Her Timing is Always a Mystery

Parenting is largely intuitive.

Right?

Or am I doing it wrong?

Because this really feels, for the most part, like a fly-by-the-seat-of-your-pants endeavor.

It’s not so much the “where do babies come from?” conversations… those big ones are expected. You kind of get to plan for those. And, honestly, for us that one was easy… Jane came to be in a very skilled fertility doctor’s office. In fact, she knows her origin story so well, we had to go ahead & speed up the talk about the way that many cis/het folks procreate before she started telling her friends with authority that babies were made in the doctor’s office (with a mobile of white Christmas lights above the examination table, for ambiance).

But then there are the conversations that happen as you’re driving to, say, the chiropractor on a random Monday afternoon.

“Mommy, can drinking kill you?” There she was, sat in the back seat looking super-interested in the answer to this question.

But it’s nuanced, you see. Because I’m in recovery. So, yeah, drinking could totally kill me. But I also know that the way I respond to things either provides her something to push back against (and that girl is the queen of push back) or something to think about. Depending on how I handle it.

So, I followed the instructions I keep getting (over and over again) from the Universe… I trusted my intuition.

And I was straight-up honest.

I told her how I got in trouble drinking (read: I hated myself & wanted to escape that feeling). I told her that many folks drink safely. And that she could choose to drink (or not!) when she got old enough. But you can believe that I put a plug in for sobriety being a valid life choice, whether you “have to” be sober or not. We also talked about what happens when you drink too much (acting a fool, blackouts, headaches, puke-fests).

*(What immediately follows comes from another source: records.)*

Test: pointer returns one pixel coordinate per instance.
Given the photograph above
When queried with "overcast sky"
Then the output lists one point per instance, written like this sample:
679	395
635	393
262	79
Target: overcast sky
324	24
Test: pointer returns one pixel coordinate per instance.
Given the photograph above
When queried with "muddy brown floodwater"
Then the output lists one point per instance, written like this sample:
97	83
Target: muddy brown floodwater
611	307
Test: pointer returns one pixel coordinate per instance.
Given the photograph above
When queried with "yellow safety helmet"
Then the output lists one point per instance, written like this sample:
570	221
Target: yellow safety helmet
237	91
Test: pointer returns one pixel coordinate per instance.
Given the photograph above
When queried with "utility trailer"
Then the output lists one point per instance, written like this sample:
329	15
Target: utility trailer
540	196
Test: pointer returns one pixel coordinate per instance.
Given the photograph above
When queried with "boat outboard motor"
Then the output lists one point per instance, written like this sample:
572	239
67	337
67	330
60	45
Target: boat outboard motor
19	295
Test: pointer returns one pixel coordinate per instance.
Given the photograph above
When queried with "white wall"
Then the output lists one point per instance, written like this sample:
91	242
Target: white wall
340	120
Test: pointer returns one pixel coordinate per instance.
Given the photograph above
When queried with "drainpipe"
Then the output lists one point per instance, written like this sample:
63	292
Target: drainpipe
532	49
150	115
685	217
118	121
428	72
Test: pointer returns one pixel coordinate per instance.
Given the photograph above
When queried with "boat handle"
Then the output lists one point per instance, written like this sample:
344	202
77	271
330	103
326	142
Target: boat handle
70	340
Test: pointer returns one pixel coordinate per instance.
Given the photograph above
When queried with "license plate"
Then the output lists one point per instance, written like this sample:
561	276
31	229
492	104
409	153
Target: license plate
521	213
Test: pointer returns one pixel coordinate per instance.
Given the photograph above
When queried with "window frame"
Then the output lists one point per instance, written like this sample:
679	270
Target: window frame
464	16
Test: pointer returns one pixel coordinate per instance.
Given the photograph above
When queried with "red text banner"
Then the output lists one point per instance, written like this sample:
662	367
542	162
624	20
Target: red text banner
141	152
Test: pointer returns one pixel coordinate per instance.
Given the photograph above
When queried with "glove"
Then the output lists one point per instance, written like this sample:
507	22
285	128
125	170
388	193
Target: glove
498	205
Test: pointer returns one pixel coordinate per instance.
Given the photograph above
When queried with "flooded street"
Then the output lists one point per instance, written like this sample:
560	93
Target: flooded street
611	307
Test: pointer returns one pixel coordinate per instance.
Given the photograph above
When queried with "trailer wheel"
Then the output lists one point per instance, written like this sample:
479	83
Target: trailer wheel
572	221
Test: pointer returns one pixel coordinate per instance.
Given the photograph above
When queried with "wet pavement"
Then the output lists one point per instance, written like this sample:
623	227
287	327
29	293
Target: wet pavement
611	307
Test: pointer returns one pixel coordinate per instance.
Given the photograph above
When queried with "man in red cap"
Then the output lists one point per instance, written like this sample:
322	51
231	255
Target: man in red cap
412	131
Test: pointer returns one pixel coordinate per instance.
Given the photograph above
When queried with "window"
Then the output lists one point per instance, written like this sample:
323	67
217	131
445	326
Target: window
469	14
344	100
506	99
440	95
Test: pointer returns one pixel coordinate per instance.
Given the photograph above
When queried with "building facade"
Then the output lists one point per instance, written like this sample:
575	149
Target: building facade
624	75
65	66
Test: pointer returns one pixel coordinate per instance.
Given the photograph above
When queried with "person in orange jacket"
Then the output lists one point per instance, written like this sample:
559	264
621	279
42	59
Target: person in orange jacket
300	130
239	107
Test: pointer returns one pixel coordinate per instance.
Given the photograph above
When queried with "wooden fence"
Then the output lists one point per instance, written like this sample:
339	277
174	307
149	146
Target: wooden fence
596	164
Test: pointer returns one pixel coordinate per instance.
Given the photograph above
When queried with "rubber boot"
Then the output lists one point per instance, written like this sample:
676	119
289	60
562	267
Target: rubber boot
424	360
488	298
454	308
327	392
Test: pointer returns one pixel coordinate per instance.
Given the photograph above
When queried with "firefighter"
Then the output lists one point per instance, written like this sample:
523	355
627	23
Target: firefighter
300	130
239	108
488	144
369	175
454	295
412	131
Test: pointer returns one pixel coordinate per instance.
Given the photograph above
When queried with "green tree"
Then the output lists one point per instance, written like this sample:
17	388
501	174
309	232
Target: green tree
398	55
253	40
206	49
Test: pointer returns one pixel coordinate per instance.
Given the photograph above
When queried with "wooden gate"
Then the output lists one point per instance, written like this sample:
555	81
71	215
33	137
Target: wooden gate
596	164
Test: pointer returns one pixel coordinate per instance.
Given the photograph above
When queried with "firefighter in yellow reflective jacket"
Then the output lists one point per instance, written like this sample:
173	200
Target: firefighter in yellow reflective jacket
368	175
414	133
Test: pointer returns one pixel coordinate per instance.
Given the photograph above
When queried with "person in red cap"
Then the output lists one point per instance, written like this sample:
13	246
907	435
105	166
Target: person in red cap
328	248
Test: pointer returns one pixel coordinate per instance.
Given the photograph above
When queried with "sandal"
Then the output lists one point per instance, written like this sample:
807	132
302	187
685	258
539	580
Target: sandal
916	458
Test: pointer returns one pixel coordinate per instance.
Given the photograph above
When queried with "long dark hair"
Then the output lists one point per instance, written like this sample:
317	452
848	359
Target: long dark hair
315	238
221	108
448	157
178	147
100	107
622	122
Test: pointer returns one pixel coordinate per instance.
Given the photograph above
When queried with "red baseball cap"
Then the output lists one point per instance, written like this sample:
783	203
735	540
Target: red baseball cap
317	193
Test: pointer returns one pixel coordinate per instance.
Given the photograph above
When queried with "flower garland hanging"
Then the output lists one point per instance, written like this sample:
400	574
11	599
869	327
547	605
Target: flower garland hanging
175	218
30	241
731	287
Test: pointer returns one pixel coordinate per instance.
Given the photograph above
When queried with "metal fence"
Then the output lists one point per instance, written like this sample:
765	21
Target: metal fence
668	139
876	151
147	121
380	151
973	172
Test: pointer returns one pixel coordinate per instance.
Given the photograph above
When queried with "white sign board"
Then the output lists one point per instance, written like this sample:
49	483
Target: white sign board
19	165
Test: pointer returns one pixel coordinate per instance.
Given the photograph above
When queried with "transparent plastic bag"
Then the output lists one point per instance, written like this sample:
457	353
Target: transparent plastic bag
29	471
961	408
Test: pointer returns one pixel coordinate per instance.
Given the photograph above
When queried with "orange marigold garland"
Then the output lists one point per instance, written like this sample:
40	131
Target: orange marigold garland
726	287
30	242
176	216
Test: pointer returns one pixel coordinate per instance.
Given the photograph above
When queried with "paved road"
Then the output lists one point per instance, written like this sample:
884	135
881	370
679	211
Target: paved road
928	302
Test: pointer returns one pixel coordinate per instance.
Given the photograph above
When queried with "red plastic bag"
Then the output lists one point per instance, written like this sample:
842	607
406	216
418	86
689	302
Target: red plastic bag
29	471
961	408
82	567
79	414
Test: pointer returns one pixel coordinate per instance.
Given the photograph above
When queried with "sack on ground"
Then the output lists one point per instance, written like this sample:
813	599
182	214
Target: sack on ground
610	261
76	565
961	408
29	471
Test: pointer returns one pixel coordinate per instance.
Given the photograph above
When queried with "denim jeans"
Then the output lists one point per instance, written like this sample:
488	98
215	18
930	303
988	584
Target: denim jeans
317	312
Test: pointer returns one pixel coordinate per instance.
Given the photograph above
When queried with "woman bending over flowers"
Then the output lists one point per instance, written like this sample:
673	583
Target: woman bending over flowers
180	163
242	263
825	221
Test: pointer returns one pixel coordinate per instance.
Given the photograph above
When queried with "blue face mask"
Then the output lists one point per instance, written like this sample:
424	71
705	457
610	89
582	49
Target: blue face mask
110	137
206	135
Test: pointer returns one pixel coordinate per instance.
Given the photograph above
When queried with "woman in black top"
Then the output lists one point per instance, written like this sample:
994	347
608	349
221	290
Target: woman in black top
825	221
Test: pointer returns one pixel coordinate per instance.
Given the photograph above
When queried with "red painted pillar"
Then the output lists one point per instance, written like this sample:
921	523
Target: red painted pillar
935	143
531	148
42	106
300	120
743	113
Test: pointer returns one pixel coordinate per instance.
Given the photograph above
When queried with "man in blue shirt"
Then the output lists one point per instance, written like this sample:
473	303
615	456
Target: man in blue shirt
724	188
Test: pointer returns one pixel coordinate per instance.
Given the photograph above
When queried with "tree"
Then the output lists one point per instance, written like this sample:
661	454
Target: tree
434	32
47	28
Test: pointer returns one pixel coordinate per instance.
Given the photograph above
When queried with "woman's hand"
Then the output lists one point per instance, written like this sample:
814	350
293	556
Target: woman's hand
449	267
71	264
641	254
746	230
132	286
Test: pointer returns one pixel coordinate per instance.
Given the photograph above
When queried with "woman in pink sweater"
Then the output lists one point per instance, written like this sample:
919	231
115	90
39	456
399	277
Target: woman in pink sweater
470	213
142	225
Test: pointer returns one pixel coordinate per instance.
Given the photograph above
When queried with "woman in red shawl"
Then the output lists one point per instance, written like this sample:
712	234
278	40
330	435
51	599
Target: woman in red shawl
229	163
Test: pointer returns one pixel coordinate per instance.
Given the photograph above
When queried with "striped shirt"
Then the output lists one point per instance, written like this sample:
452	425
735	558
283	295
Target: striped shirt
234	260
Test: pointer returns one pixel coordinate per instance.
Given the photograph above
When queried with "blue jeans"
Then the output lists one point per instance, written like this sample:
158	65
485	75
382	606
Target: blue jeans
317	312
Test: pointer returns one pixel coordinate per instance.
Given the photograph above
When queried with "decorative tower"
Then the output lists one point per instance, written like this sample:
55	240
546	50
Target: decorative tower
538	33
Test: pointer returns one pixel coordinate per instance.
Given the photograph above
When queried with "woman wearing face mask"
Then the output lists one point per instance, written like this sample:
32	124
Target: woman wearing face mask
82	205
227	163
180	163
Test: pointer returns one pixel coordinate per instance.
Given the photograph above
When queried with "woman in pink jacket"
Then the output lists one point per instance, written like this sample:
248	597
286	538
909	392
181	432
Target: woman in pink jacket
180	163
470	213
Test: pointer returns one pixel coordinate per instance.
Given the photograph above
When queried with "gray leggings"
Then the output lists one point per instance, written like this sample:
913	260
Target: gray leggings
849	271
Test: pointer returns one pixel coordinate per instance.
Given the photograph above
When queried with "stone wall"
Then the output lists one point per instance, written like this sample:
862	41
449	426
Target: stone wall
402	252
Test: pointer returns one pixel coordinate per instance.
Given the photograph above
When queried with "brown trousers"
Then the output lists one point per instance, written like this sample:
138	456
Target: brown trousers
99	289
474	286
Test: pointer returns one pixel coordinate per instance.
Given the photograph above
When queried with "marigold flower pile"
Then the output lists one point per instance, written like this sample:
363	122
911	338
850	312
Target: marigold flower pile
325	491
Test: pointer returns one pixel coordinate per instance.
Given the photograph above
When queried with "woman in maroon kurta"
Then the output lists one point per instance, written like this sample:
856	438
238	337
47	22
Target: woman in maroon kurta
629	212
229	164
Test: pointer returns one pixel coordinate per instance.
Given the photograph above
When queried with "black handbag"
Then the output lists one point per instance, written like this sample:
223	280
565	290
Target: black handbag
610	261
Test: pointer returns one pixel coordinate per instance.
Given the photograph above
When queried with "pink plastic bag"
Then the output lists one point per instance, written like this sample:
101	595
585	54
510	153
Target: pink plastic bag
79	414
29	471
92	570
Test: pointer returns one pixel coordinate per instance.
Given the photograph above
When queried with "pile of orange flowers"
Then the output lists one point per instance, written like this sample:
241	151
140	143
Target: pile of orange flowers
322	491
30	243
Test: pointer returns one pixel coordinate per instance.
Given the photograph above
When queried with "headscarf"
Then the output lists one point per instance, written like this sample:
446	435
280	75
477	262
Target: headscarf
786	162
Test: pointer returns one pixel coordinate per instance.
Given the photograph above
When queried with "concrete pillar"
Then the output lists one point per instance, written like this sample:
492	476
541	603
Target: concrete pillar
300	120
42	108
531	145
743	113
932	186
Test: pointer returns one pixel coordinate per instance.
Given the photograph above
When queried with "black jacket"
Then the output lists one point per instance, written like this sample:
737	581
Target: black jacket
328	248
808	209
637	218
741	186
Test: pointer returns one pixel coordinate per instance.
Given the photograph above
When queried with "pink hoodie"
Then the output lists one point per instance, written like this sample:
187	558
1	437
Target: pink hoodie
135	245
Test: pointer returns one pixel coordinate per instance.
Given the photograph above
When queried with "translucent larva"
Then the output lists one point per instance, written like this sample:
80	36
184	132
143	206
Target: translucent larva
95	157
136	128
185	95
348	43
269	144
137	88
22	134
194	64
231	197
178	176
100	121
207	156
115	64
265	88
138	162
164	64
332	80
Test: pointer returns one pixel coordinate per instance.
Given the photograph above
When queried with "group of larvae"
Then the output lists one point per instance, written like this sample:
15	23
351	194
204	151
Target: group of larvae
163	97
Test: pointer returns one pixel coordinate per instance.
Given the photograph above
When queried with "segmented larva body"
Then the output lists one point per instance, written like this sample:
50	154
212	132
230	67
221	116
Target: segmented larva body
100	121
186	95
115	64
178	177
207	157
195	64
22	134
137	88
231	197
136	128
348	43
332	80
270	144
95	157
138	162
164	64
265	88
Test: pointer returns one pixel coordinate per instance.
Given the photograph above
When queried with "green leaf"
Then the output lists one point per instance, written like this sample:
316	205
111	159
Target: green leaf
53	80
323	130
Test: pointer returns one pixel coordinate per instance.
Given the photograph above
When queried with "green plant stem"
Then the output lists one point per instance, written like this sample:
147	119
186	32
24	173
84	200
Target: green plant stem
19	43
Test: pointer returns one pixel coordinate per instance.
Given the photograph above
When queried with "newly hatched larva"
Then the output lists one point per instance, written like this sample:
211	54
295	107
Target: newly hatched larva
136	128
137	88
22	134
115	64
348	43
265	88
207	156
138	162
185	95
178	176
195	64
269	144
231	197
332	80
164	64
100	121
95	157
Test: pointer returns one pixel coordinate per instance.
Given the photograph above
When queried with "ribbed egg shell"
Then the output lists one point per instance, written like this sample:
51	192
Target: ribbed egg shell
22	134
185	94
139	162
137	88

None of this conversation was entirely foreign to her. When you’ve got a parent in long-term recovery, you occasionally bump into a drunkalog story along the way. Because it’s easier to point to what NOT to do with humor than with haranguing lectures.

I remember sitting in an AA meeting and hearing a woman in recovery declare (forcefully) that her child would never drink (as in not ever take a sip of alcohol). I thought that was a foolish premise then. Now that I have a child, I know how truly absurd that idea is.

Jane will drink. She’ll try it at least. And that’s what I acknowledged in our little car chat yesterday afternoon: she’ll make mistakes when it comes to alcohol. And she’ll regroup and make (better) decisions from there.

Not everything has to be black and white. I don’t need the kid declaring herself a teetotaler at (not quite) 10 years old. But I do want her to know that sometimes drinking is kicking back and having a beer on the beach with friends. Sometimes it is … so very NOT.

And that’s the truth for me. She’ll find her truth.

But, as is true with so many other things, she’ll only make good choices about alcohol if she’s at peace with who she is, if knows how to love herself.

And it’s that lesson that I hope really sticks.